Battery Check!


Remember the old days? Back when batteries had caps you took off to check their fluid level? They had vent lines, and we worried about hydrogen venting and stuff like that – and really worried about having a battery that wouldn’t spill during aerobatics. Checking battery levels was a maintenance item as common as changing the oil, and more often if the weather was particularly hot or cold. Batteries were finicky, and you paid attention to them.

For many years now, we’ve been flying our homebuilts mostly with sealed AGM batteries that you bolt in place, connect up, and go fly. If you leave your master on, you charge them back up. In a few years, you replace them. There is little to check other than voltage – or just judging by how fast they will turn the prop over when you hit the starter.  At condition inspection time, there is usually an inspection item that has you check the battery – but since it doesn’t take any fluid, and you know if it is starting OK or not, you might not climb in an do a visual check.

Well, if that’s true, you might want to reconsider. This AGM battery is typical of those used by many homebuilders in the past few decades – a lawn tractor/motorcycle/jet ski battery that does a good job of swinging the prop when you need it.  It had ben in service and done a fine job for about four years, mounted behind the firewall in a metal box, and not exposed to extreme conditions. It had, very recently, begin to struggle to push the standard-compression O-360 Lycoming over – it would do it, but reluctantly.

We’re not sure what went wrong, but clearly, it was something massive – even though it was still doing its job in this condition. The real question is when it started to look like this!

So lesson learned – even though AGMs are just basic bricks, its worth a good visual inspection every year. Or maybe more often if you have the chance.

Paul Dye

Paul Dye, Kitplanes® Editor in Chief, retired as a Lead Flight Director for NASA’s Human Space Flight program, with 40 years of aerospace experience on everything from Cubs to the space shuttle. An avid homebuilder, he began flying and working on airplanes as a teen, and has experience with a wide range of construction techniques and materials. He flies an RV-8 and a Subsonex jet that he built, an RV-3 that he built with his pilot wife, as well as a Dream Tundra they completed.
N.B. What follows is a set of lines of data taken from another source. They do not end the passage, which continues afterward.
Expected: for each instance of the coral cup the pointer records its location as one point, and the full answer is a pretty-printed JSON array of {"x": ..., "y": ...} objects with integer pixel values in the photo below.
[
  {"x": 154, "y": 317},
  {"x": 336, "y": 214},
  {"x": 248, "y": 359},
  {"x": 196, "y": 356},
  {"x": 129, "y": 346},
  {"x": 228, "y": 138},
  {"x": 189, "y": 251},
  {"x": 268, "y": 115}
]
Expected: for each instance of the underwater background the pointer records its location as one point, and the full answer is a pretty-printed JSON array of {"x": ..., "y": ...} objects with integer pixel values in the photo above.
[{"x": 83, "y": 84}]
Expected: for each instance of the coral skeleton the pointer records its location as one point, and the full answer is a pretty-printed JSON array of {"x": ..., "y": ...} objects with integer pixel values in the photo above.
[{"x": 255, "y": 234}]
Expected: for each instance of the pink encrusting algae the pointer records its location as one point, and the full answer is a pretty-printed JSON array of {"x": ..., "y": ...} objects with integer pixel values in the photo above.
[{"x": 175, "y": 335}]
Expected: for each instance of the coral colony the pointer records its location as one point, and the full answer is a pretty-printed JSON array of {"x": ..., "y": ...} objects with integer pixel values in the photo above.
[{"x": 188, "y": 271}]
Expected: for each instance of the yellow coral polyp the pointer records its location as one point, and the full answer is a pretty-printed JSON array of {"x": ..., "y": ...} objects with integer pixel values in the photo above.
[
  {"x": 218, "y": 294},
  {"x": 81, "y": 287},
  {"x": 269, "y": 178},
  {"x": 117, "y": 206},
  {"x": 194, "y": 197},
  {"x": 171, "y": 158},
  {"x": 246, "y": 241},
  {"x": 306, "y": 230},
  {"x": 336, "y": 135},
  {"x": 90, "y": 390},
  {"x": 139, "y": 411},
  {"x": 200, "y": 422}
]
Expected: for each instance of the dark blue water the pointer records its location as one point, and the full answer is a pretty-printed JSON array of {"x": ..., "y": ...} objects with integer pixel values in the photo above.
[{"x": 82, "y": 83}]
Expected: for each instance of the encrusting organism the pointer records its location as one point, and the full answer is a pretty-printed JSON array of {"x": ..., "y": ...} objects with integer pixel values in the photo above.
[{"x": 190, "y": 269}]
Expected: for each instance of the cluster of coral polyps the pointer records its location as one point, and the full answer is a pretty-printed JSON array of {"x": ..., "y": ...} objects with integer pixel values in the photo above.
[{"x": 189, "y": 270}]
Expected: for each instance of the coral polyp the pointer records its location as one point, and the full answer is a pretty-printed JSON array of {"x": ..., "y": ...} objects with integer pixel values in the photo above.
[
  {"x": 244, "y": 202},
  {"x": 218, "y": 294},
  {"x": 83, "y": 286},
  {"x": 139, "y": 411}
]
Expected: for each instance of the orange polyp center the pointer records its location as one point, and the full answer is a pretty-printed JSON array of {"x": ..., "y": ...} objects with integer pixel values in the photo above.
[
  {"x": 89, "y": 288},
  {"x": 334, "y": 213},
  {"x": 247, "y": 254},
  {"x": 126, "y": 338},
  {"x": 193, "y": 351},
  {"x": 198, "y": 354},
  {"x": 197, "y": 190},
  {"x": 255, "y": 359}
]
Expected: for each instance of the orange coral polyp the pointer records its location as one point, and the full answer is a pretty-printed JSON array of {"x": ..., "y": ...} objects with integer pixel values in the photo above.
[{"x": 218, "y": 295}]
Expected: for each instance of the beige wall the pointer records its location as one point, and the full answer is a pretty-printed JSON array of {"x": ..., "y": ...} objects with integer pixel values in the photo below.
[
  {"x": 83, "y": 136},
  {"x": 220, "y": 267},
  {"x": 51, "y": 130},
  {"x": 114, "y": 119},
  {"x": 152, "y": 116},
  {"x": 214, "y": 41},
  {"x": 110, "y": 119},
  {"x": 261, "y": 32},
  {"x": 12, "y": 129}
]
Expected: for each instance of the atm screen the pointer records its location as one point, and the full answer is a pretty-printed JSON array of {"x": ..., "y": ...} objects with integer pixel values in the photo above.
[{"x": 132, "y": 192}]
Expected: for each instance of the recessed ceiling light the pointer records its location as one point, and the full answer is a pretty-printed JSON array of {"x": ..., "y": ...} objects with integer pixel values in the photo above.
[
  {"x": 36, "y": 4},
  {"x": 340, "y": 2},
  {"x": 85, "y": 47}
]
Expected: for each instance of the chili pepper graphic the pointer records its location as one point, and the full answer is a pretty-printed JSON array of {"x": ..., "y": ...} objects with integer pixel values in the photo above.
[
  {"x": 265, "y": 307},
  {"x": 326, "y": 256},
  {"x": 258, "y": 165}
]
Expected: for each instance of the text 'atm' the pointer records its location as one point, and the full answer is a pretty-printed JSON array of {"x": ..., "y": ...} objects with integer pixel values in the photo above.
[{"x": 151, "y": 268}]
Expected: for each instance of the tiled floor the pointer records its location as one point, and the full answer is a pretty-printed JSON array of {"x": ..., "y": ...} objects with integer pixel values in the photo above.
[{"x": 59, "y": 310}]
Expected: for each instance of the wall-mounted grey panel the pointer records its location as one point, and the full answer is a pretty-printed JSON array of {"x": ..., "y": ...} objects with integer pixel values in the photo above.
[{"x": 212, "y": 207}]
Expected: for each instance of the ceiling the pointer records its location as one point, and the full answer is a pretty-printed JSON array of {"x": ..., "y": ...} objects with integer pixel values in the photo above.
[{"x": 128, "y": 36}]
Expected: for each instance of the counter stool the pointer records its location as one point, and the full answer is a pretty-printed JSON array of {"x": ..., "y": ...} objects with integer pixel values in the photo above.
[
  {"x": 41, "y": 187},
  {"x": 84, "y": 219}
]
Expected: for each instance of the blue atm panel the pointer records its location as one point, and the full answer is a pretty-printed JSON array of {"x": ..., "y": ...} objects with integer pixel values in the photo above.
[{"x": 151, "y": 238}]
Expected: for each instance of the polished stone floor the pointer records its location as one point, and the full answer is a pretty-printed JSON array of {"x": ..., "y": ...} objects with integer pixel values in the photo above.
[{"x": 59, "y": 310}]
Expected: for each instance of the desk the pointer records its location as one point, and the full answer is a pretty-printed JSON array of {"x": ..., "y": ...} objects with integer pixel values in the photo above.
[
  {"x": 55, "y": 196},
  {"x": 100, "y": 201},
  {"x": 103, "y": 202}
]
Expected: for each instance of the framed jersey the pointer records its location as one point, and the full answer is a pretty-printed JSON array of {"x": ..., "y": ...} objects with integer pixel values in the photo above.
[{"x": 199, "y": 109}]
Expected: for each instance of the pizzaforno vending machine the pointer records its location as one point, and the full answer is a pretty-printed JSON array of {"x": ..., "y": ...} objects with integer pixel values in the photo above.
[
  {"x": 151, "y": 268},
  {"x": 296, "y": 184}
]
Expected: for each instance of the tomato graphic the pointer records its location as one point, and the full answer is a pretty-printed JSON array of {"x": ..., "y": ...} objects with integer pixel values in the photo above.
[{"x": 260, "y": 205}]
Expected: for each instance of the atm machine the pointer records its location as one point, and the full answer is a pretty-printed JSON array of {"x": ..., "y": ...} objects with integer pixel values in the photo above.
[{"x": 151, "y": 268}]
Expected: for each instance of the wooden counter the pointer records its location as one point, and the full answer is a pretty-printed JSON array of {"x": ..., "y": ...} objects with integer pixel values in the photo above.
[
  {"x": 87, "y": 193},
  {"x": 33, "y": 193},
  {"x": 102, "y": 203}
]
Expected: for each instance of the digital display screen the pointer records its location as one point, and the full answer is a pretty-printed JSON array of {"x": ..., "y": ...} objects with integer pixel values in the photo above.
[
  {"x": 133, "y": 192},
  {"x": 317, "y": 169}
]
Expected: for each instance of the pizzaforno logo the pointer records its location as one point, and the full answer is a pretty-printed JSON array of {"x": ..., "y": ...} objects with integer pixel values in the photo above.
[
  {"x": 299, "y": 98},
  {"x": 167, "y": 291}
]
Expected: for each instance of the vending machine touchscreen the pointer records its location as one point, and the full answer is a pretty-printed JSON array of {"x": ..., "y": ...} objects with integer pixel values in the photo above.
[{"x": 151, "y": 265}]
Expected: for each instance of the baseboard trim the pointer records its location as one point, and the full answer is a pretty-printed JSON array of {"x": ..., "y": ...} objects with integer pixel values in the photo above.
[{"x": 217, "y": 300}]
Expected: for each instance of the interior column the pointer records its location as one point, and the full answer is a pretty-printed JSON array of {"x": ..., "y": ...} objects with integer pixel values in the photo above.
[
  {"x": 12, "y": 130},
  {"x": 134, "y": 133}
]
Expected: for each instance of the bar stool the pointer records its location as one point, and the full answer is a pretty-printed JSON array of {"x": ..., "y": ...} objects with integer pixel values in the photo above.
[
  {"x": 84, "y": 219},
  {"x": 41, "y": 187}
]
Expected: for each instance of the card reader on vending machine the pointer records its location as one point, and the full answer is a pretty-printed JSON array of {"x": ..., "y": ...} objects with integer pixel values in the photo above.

Currently, they are building a Xenos motorglider. A commercially licensed pilot, he has logged over 5000 hours in many different types of aircraft and is an A&P, EAA Tech Counselor, and Flight Advisor, as well as a member of the Homebuilder’s Council. He consults and collaborates in aerospace operations and flight-testing projects across the country.

5 Replies to “Battery Check!”

  1. I've seen batteries that look like this, and they all had been excessively overcharged. This can happen if the battery has an inexpensive battery charger connected and left for days. The open circuit voltage of these is 15 to 16 volts , which is way too high.
    The other situation is that the aircraft voltage regulator is defective or miss-adjusted.
    A voltmeter in the aircraft is critical to seeing that the battery is not overcharged, or undercharged. The normal alternator voltage should be 14.0 to 14.2 volts.

  2. JimH is right, but on a homebuilt I'm surprised an external component could even get to this state; a healthy paranoia on kit you installed yourself can be useful. In the busy cockpit (I fly weight shift) idiot lights are even more useful than a voltmeter, you can buy a big coloured LED that is easy to hook up to any 12v point and earth or negative, and glows red for undercharge, green for ok and flashing red for over cooking it above 14v. Mine came from an eBay seller in Scotland

  3. I put an Oddysey PC 680 battery in my new RV-9A in 2006 and replaced it in five years when my mechanic said it was weak on the load test. I put it in my motorcycle and it is still going strong. My buddy has had two of them in his RV-9A over the same time and the old one is in his lawn tractor. None of these show the kind of distortion Paul experienced.

  4. Your voltage regulator is not functioning. It is cactus, kaput, broken, not working. You're battery has taken on the function of regulator by absorbing the excess voltage of the generator/alternator. It does this by boiling off the electrolyte in the battery while still keeping the voltage down to about 14.2 volts. This causes excessive heat and pressure which has distorted the battery housing. If you do nothing except replace the battery, it will happen again to the new battery. If you let it go on until there is no longer enough electrolyte to maintain 14.2 volts. The voltage will rise quite quickly ( perhaps in only minutes) to whatever is being generated. Possibly 20 to 25 volts. What do you think that will do to every electrical component in you aircraft that is switched on at the time. What was the price of that glass cockpit again? Ask Jim Weir to explain this to you. The fundamental rule is, "DO NOT RUN ANY EQUIPMENT WHICH HAS HAD A DAMAGED BATTERY UNTIL YOU HAVE ASSERTAINED THE CAUSE OF THE DAMAGE" .Quite often the battery has served the function of a fuse or circuit breaker.